II

Vous, n’entendez-vous pas :
d’enfance, tandis qu’ils dormaient dans l’étable
où des bras pieux et frais les berçaient
vous, n’entendez-vous pas sur le sable,
venir les Rois
qui parcourent les crèches des étables
pour bénir les nouveau-nés qu’on berçait —
les Rois, n’entendez-vous pas leurs pas.

Vous, ne savez-vous pas
qu’ils leur laissaient l’épée, aussi le baudrier :
une baguette de coudrier
pour évoquer les songes sous leurs pas
parmi les forêts florales et les buissons fruitiers des cépées
vous ne savez-vous pas
qu’ils laissaient sous leurs pas
les cailloux blancs, hérauts muets de la cépée
où les nouveau-nés trouveraient dormir la petite fée.

Vous ne croyez-vous pas
qu’à quelque détour
des routes où lamentent les déshérités
à quelque angle de murs saillant de tours,
pour les déshérités
les Rois parrains appelleront de leur voix de bonté
ceux qui souffrent sur la route
et leur donneront encore
l’épée, le baudrier et la baguette de coudrier
puis les mèneront où dort
oublieuse depuis tant de journées la petite fée.

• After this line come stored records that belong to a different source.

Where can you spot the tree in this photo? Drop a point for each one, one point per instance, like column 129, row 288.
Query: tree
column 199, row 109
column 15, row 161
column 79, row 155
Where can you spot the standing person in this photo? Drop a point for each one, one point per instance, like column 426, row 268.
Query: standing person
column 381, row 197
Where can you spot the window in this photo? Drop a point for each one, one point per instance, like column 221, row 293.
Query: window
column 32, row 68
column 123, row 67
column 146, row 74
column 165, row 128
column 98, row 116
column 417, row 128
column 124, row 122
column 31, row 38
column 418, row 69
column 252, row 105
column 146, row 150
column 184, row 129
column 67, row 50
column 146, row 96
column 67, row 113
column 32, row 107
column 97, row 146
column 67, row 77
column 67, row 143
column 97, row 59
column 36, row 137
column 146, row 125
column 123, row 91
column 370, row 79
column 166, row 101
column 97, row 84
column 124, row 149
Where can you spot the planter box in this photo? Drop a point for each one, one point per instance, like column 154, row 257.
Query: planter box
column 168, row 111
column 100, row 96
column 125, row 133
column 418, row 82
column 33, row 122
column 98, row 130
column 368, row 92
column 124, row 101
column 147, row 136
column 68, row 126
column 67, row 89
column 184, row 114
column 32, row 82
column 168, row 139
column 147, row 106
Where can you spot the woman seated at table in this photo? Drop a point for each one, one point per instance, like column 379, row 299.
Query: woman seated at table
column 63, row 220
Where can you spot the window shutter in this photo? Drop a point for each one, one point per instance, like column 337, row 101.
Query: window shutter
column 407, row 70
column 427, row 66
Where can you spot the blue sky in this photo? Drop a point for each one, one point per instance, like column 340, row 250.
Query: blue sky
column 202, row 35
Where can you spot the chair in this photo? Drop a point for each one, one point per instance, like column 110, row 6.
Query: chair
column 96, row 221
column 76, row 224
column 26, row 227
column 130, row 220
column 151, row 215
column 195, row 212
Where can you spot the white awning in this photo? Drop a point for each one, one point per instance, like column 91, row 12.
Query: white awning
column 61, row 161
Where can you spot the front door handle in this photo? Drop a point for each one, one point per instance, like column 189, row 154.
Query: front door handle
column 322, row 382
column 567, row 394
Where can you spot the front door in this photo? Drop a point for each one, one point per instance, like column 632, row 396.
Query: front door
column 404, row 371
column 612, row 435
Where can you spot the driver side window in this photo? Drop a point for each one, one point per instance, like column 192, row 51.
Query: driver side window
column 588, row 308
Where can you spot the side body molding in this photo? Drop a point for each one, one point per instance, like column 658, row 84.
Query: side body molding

Vous, ne savez-vous pas qu’ils ont mis près des berceaux
une idole aux traits lointains, une idole sans parole —
mais si les Rois parrains l’ont mise près des berceaux
c’est qu’ils viendront chercher et guider de leur parole
ceux qui attendent dès heures du berceau.

Ils les sauront vêtir
comme eux dans les âges
les munir aussi des paroles de sages
qui, dans les temps anciens, pouvaient nourrir
tel aventurier en route dès les âges ;
ils leur sauront parler dans son rêve sur la route
leurs pas sur le sable quand ils furent nouveau-nés
le pas de leur parole qui sait nourrir
la faim et calmer la soif et faire dormir
les aventuriers tombant au long des routes.

Pour nous nul n’est venu ;
le soir en orage
chassait loin des villages les Rois —
on guérissait l’épave de barques en naufrage
des soirs où des souhaits attendris attendaient les Rois :
le silence plus profond qui suit les nuits d’orage
gardait nos berceaux loin des yeux des Rois.